Democrats In The Jimmy Carter Trap

An Obama surrogate makes one of the biggest gaffes of the summer, derailing Chicago’s well-crafted “forward” campaign narrative. How do they get beyond it? “An honest conversation,” says DNC chairwoman Debbie Wasserman Schultz.

It’s rare when the word “no” is considered a gaffe.

But that’s what happened when Governor Martin O’Malley admitted—then retracted—that Americans aren’t better off than they were four years ago.

"No,” O’Malley told CBS’s Bob Shieffer on Sunday. “But that's not the question of this election."

It has, though, become the central question of the Democratic National Convention, the most important campaign-managed media spectacle of the year.

Obamaland has been scrambling to come up with a satisfying answer, having focused one of their main campaign messages — captured in the slogan FORWARD.

As in, think about future, and if you do think about the past, it's not our fault.

A number of speakers tonight — O’Malley included — are likely going to spend time explaining in detail that Americans are actually in a better place, despite what they might think. A new and widely cited poll in The Hill observed that 52 percent of the public believes O’Malley was right, a theme that the Romney campaign and the RNC have quickly picked up on.

Partly, it’s not necessarily an argument that can be won by just reciting the fourth quarter numbers from 2008, as the Obama campaign has done.

It’s not about facts—it’s about feelings.

Mainly, four years ago—the summer of 2008 — the Great Recession hadn’t really hit.

Retirement hadn’t been wiped out, or lost their homes and jobs. What was lost—perhaps temporarily, perhaps for good—was a sense of economic security and confidence. And, despite an easing in foreclosures and a massive Wall Street rebound, that confidence hasn’t returned.

It’s posed a problem for Chicago, and they’ve responded quickly yet indecisively.
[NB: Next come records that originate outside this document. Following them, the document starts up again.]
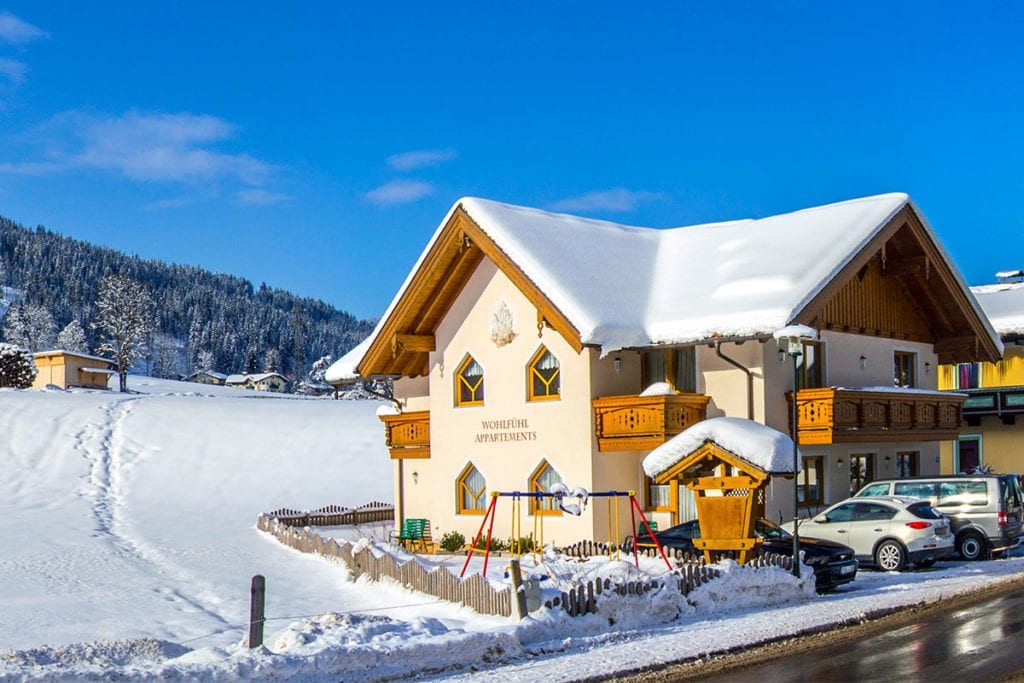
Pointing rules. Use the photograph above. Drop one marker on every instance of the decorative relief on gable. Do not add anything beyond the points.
(501, 326)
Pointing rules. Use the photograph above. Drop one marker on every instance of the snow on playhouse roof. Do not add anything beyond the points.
(1004, 304)
(763, 446)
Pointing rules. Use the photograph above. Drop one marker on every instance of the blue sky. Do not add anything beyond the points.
(315, 146)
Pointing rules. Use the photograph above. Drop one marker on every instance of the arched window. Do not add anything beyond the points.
(472, 487)
(543, 479)
(545, 376)
(469, 383)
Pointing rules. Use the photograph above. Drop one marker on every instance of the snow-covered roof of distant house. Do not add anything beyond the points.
(343, 370)
(77, 354)
(255, 377)
(763, 446)
(1004, 304)
(209, 373)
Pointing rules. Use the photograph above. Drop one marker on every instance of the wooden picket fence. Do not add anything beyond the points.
(335, 515)
(693, 573)
(474, 592)
(595, 549)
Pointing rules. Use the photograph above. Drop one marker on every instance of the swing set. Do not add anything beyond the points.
(516, 517)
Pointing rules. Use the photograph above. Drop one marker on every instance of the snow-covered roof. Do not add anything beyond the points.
(77, 354)
(763, 446)
(1004, 304)
(735, 279)
(210, 373)
(343, 370)
(256, 377)
(625, 287)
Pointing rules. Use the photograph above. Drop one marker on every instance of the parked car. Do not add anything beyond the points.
(834, 563)
(888, 531)
(986, 511)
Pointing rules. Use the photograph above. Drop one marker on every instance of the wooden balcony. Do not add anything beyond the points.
(851, 416)
(642, 423)
(408, 434)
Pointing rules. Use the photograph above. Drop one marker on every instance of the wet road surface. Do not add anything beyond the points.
(981, 642)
Blaming the previous administration—however much blame that administration deserves—isn’t the most convincing argument for leadership, and frankly, it’s getting a bit stale.
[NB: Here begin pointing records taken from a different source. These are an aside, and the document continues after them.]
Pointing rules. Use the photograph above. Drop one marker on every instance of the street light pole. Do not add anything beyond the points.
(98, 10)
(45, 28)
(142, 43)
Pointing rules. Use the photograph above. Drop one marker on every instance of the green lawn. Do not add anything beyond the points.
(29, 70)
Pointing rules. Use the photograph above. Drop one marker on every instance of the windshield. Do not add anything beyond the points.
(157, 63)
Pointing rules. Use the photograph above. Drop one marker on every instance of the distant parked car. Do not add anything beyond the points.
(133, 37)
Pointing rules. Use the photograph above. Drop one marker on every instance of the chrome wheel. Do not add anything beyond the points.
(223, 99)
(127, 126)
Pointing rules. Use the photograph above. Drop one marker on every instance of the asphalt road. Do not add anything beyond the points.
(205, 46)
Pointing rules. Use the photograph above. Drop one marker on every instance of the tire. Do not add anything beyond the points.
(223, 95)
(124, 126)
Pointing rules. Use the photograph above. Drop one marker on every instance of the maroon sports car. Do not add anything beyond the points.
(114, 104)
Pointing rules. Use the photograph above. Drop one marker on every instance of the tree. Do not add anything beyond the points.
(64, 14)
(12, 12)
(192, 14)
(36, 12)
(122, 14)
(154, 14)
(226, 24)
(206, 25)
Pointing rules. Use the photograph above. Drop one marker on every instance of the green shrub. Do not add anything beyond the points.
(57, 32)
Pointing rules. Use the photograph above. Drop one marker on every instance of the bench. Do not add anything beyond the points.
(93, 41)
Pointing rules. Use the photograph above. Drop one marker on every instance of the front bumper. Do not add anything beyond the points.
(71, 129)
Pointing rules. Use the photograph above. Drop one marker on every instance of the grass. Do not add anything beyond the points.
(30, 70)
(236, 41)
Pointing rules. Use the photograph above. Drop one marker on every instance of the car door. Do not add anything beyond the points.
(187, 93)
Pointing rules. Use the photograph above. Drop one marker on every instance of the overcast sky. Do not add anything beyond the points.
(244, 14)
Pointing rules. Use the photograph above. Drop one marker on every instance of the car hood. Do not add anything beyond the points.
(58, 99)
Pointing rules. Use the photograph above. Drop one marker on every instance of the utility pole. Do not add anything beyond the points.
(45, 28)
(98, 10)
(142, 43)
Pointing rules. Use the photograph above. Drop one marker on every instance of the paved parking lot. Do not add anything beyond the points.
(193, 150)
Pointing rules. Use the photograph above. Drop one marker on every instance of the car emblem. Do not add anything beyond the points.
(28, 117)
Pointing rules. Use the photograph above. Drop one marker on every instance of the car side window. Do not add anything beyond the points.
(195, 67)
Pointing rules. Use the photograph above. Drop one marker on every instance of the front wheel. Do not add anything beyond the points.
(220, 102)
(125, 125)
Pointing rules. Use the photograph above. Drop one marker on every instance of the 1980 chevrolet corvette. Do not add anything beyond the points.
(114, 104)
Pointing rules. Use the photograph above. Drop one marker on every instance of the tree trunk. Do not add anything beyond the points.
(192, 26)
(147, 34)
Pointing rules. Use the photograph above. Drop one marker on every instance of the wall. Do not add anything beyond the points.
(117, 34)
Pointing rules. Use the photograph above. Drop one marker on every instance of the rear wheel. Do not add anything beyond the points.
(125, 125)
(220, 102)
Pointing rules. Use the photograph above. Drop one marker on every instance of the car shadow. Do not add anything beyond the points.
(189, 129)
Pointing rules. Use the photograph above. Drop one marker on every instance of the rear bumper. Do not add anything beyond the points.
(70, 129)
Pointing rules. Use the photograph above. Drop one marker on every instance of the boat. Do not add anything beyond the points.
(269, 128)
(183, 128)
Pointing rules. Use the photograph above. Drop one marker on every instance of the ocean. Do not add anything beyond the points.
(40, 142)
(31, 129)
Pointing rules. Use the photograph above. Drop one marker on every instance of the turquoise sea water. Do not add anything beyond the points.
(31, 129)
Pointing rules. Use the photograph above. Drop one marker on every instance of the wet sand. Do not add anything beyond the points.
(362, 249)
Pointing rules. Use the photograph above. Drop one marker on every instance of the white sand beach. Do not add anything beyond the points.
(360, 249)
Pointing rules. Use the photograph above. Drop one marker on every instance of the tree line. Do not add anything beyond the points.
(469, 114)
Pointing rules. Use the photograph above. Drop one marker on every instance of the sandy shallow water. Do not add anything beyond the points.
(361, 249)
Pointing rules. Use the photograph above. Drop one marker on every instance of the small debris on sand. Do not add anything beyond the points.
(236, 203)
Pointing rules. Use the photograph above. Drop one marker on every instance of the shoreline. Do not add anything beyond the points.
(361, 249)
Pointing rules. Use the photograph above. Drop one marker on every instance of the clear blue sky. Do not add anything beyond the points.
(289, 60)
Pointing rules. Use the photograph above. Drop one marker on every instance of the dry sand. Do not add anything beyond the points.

DNC chair Debbie Wasserman Schultz says it’s about having an “honest conversation.”

“When President Obama accepts our party’s nomination Thursday night, he’ll have an honest conversation with the American people about where we were,” she told BuzzFeed. “We’ve made progress, we know we have a ways to go but we need to continue to focus on having everyone being successful.”

Former Governor Ed Rendell preferred the word “complicated” to explain the fine line Obama needs to walk.
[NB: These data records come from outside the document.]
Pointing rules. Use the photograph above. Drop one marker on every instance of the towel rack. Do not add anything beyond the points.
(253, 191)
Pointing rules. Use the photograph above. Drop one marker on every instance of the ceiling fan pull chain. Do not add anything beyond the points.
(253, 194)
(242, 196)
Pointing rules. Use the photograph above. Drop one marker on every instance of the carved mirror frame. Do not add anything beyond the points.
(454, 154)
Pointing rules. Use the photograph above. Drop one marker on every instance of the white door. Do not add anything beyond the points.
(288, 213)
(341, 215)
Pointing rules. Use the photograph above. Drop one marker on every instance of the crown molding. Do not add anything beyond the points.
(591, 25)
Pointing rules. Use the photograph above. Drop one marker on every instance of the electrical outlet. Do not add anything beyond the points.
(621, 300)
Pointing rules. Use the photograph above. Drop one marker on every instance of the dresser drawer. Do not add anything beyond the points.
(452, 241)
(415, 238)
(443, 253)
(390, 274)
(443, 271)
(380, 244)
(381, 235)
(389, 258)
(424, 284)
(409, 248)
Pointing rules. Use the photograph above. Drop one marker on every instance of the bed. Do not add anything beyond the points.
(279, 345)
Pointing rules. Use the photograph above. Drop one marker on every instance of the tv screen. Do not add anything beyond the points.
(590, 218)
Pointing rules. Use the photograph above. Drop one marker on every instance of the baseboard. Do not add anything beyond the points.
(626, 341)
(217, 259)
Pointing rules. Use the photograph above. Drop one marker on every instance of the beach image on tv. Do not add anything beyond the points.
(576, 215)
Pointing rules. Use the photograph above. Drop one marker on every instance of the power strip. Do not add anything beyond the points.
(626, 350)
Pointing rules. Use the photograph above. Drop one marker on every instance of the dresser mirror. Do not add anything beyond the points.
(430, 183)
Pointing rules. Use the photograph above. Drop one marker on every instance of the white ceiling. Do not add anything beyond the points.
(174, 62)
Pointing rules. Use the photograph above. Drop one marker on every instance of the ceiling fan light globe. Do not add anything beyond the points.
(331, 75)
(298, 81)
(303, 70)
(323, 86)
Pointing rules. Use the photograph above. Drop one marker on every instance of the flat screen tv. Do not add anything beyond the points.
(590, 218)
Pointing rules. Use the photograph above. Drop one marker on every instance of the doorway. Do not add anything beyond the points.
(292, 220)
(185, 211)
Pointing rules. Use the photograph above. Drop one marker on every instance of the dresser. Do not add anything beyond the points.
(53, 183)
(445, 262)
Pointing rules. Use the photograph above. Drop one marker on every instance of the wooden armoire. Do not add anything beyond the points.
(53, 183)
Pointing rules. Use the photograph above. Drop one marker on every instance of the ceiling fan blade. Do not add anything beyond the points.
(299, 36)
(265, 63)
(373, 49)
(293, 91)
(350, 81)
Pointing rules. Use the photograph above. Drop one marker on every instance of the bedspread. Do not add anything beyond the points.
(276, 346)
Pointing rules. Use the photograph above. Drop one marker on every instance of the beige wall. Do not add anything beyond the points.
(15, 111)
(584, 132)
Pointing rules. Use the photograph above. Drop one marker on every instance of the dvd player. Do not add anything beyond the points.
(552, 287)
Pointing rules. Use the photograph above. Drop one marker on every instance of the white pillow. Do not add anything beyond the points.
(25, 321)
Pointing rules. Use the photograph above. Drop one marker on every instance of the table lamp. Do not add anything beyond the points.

“It’s a complicated message,” Rendell told BuzzFeed. “But he’s [Obama] is a good messenger.”

Rendell suggested Obama needs to hit all the data points—“student loans are cheaper, Pell grants are up, five million more kids getting help in the CHIP program.”

“And again, he’s got to look to the future,” he said. “He’s got to acknowledge where we were, say that we’ve made progress, say that he knows that progress isn’t enough, and then layout his plans for the future.”

In another slightly ominous sign: the president who knows all about what it means to not to be able to answer the better off question is speaking. It was Ronald Reagan who pointedly used the phrase to hammer Jimmy Carter in a debate in October 1980. Carter, too, had been offering a “complicated” and “honest” argument to the public.

“That's why the President must sometimes ask for sacrifice when his listeners would rather hear the promise of comfort,” Carter said in his 1980 convention speech. "When I took office, I inherited a heavy load of serious economic problems besides energy…” That message didn’t really work.